Estamos a viver sem certezas nem segurança num tempo em que tudo são medos e aflições. Já não preparamos o dia de amanhã, este nosso hoje não se compara aos ontem, tudo são ameaças e bem diferentes das que dantes conhecíamos, não é só o nosso lar ou a nossa rua, a cidade, mas o mundo inteiro que vemos coberto de perigos e pessimismo.
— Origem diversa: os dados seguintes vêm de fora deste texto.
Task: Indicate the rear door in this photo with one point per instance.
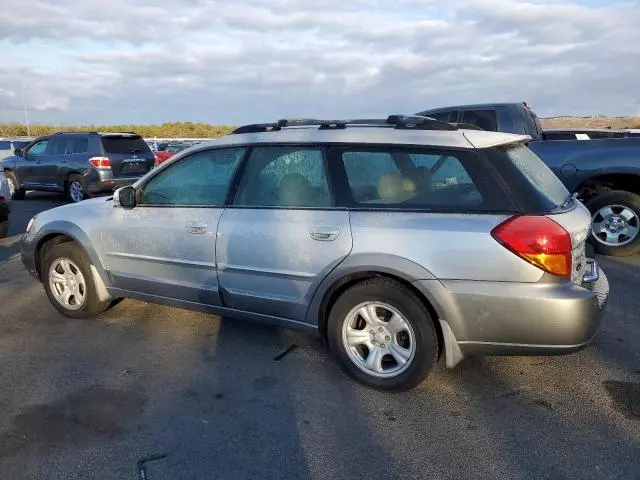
(165, 246)
(282, 234)
(130, 155)
(29, 169)
(56, 157)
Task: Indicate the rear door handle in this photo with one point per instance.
(324, 234)
(196, 228)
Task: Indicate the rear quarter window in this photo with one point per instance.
(536, 188)
(484, 119)
(419, 179)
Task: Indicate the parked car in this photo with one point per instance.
(605, 173)
(583, 134)
(397, 240)
(80, 164)
(8, 146)
(5, 204)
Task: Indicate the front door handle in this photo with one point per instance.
(196, 228)
(324, 234)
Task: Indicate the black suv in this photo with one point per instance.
(80, 164)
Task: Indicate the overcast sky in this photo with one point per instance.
(240, 61)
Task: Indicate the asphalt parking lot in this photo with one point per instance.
(89, 399)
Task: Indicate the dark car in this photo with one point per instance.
(80, 164)
(603, 172)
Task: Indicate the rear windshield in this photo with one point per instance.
(548, 187)
(128, 144)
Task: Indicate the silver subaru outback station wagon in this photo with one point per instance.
(399, 241)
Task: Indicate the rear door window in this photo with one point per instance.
(292, 177)
(484, 119)
(59, 146)
(441, 180)
(124, 144)
(80, 145)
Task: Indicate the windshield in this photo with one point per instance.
(539, 175)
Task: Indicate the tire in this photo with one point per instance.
(75, 191)
(90, 306)
(18, 193)
(420, 329)
(619, 202)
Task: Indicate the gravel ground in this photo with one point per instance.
(88, 399)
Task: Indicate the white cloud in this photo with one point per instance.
(251, 60)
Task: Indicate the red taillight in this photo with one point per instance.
(538, 240)
(100, 162)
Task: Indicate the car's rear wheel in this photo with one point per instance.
(75, 189)
(16, 192)
(615, 226)
(66, 274)
(383, 335)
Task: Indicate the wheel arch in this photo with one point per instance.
(62, 232)
(364, 267)
(604, 182)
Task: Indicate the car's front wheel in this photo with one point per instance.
(383, 335)
(615, 226)
(66, 274)
(75, 189)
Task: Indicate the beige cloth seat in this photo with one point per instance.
(295, 191)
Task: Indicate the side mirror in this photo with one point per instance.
(124, 197)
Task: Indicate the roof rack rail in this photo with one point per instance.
(398, 121)
(65, 132)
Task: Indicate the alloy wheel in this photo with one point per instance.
(67, 284)
(378, 339)
(615, 225)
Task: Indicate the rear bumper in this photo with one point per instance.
(493, 318)
(103, 181)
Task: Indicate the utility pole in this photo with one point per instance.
(26, 113)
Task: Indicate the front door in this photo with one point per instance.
(281, 235)
(165, 245)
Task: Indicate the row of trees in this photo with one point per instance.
(166, 130)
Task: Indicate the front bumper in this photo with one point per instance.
(493, 318)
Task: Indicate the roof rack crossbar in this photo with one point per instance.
(398, 121)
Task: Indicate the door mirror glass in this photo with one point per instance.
(37, 148)
(124, 197)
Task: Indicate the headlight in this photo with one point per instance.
(30, 224)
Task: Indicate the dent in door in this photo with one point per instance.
(268, 261)
(150, 250)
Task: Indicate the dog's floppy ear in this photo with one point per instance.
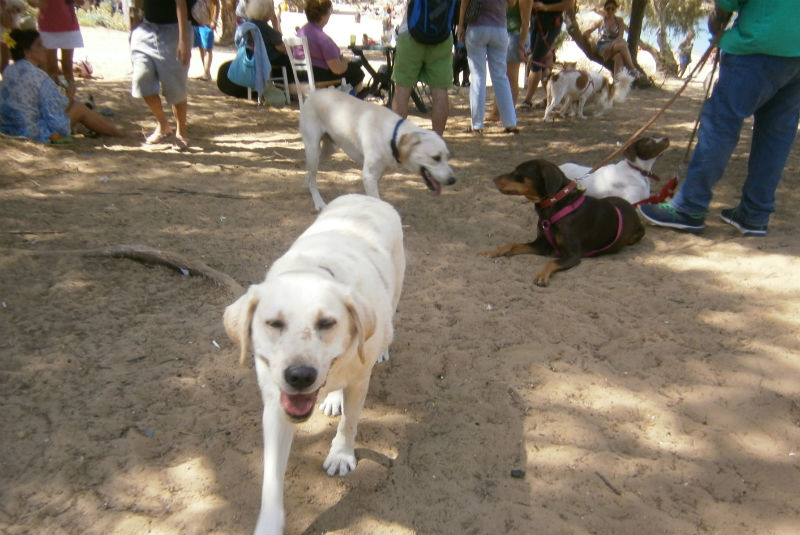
(362, 319)
(237, 319)
(406, 144)
(632, 152)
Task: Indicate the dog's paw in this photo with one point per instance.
(270, 521)
(332, 404)
(339, 463)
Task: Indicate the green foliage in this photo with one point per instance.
(679, 15)
(102, 16)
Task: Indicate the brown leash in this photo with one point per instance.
(669, 103)
(697, 121)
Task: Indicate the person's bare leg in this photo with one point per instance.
(439, 110)
(51, 65)
(205, 57)
(79, 113)
(400, 100)
(162, 129)
(66, 70)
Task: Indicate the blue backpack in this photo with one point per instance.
(430, 21)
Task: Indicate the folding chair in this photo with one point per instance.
(256, 41)
(300, 59)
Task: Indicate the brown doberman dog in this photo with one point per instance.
(571, 224)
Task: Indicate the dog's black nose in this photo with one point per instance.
(300, 377)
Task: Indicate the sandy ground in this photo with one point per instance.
(653, 391)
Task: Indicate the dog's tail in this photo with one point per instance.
(621, 86)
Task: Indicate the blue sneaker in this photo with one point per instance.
(731, 217)
(664, 215)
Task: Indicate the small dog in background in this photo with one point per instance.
(630, 179)
(582, 87)
(571, 225)
(373, 136)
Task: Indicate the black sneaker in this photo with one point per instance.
(732, 218)
(664, 215)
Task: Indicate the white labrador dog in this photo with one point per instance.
(317, 324)
(629, 179)
(374, 137)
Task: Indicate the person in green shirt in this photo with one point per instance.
(759, 76)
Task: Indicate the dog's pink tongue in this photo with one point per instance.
(298, 404)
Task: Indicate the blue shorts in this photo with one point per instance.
(512, 55)
(204, 37)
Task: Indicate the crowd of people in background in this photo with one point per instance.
(38, 95)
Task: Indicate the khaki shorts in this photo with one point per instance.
(414, 61)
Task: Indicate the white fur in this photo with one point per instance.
(621, 179)
(364, 131)
(563, 87)
(326, 305)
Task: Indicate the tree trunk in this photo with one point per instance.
(666, 57)
(635, 29)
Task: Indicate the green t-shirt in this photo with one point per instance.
(763, 27)
(513, 18)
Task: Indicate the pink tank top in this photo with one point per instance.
(57, 16)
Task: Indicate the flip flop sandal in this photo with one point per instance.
(156, 137)
(181, 144)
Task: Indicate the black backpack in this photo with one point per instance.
(429, 21)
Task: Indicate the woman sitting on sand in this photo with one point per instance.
(31, 104)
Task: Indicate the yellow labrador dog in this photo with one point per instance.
(316, 325)
(374, 137)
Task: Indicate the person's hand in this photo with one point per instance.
(461, 33)
(718, 20)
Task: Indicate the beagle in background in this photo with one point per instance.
(582, 87)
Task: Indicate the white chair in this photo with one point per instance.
(300, 59)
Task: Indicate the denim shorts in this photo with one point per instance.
(512, 55)
(203, 37)
(154, 51)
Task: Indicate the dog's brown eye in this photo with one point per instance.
(276, 324)
(326, 323)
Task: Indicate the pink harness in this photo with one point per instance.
(546, 224)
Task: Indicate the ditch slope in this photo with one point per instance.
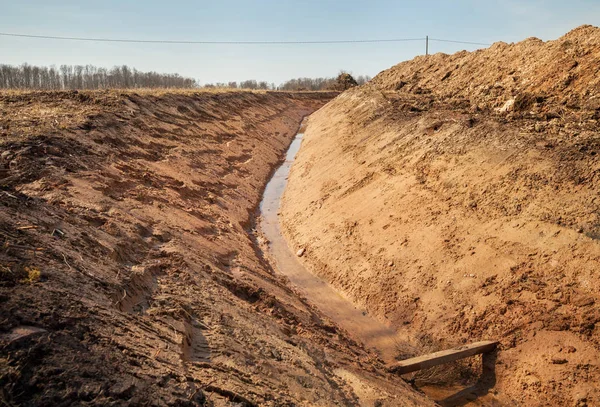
(128, 274)
(455, 197)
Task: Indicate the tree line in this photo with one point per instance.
(27, 76)
(290, 85)
(86, 77)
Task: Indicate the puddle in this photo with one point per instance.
(357, 322)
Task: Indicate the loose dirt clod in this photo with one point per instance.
(150, 290)
(478, 174)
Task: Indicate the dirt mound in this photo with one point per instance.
(127, 271)
(532, 73)
(447, 212)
O Acácio ficou desempregado dum dia para o outro, embora o pior talvez nem seja perder o ordenado, porque felizmente sempre foi cuidadoso, e com o que tem na Caixa ainda aguenta um tempo. O que o rói por dentro e lhe causa pesadelos é a brusquidão da mudança. Há mais de vinte anos servir no restaurante uns cinquenta almoços, quase outros tantos jantares, e de repente, num desleixo que se desconhecia, ficar de braços caídos, gastando horas a ver televisão ou deitado na cama a remoer. Já nem se pergunta como é que isto vai acabar, começa a sentir que se está a fazer nele um negrume de mau agouro, uma necessidade de vingança, sem que veja por quê ou contra quem.
Nunca voltou a passar pela rua onde fica o restaurante e deixou de ir ao café, as poucas vezes que sai é para o supermercado ou à farmácia, pois sofre mais da asma devido à obrigação da máscara.
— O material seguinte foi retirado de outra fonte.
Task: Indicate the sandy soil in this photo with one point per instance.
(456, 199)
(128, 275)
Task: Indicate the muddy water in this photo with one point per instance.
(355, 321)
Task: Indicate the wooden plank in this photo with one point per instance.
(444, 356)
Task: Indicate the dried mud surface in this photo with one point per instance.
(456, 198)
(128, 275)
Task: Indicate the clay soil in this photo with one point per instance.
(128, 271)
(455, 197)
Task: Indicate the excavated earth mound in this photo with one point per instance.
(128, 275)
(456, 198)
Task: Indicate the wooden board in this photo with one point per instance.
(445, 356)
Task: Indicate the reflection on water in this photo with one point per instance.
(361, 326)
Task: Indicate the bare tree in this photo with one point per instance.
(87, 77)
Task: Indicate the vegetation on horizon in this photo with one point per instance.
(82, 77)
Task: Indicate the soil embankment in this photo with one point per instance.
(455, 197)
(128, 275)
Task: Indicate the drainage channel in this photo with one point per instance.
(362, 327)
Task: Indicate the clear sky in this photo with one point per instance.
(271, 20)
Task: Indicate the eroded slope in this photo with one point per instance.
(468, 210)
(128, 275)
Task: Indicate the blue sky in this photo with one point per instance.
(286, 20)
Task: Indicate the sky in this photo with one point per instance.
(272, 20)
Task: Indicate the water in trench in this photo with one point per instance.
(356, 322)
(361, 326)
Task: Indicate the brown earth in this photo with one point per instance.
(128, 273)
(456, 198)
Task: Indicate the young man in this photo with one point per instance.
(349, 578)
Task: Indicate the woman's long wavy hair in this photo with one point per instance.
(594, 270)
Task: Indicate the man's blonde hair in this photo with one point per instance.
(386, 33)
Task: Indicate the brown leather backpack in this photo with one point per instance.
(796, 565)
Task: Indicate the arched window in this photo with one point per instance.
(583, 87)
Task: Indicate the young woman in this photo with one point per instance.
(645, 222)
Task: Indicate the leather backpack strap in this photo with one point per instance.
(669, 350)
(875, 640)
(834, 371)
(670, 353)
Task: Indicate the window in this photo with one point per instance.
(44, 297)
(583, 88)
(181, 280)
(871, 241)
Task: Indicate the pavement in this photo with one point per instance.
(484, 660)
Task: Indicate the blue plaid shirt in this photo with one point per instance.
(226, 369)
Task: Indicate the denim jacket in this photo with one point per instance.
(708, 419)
Teria nove ou dez anos quando embirrou que não queria ir à missa, e se lho perguntarem dirá que não acredita em coisa nenhuma, o que não é a verdade inteira, porque desde a tarde em que foi despedido pega de vez em quando na estatueta de Santo António que a avó lhe deu quando era miúdo, e fica a encará-la como se dela esperasse resposta aos medos que o assaltam. Sabe por demais que isso não acontecerá, e se sorri da crendice é um sorriso amargo, porque se sente sem rumo e ao desamparo, descrente do preço que está a pagar pela independência que sempre ansiou e lhe faz ver agora o negrume dos dias de solidão.
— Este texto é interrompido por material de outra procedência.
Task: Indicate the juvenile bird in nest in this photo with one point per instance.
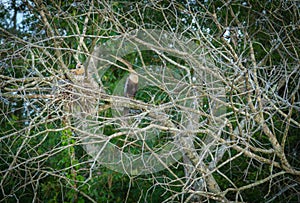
(79, 69)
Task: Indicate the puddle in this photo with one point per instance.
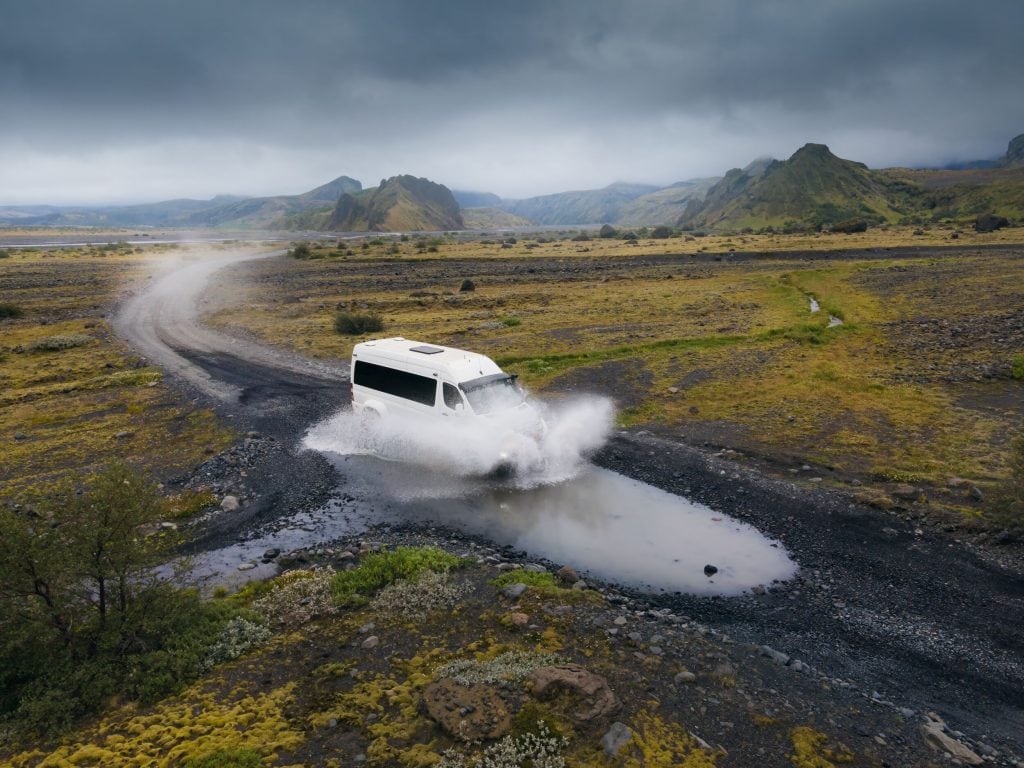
(604, 524)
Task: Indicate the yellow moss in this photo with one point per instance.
(400, 734)
(194, 724)
(657, 743)
(812, 749)
(550, 642)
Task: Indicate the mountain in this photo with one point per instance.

Amodorrado do almoço tinha decidido não sair, mas num impulso foi fazer a barba, vestiu-se como se tivesse de ir para o trabalho e pôs a máscara, que logo tirou ao sair para a rua com uma brusquidão que era de rebeldia, mas também por sentir que sufocava.
O grupo na paragem olhou-o com um misto de desprezo e irritação, alguns diriam depois que lhe tinham estranhado o modo, uns discordando se ele próprio se atirara para o autocarro ou alguém o tinha empurrado.
Sobreviveu, mas não sabe explicar, pode ter sido uma vertigem, tão-pouco se lembra de ter metido a estatueta no bolso, a enfermeira é que lhe mostrou os cacos e perguntou a rir se andava sempre com o santinho.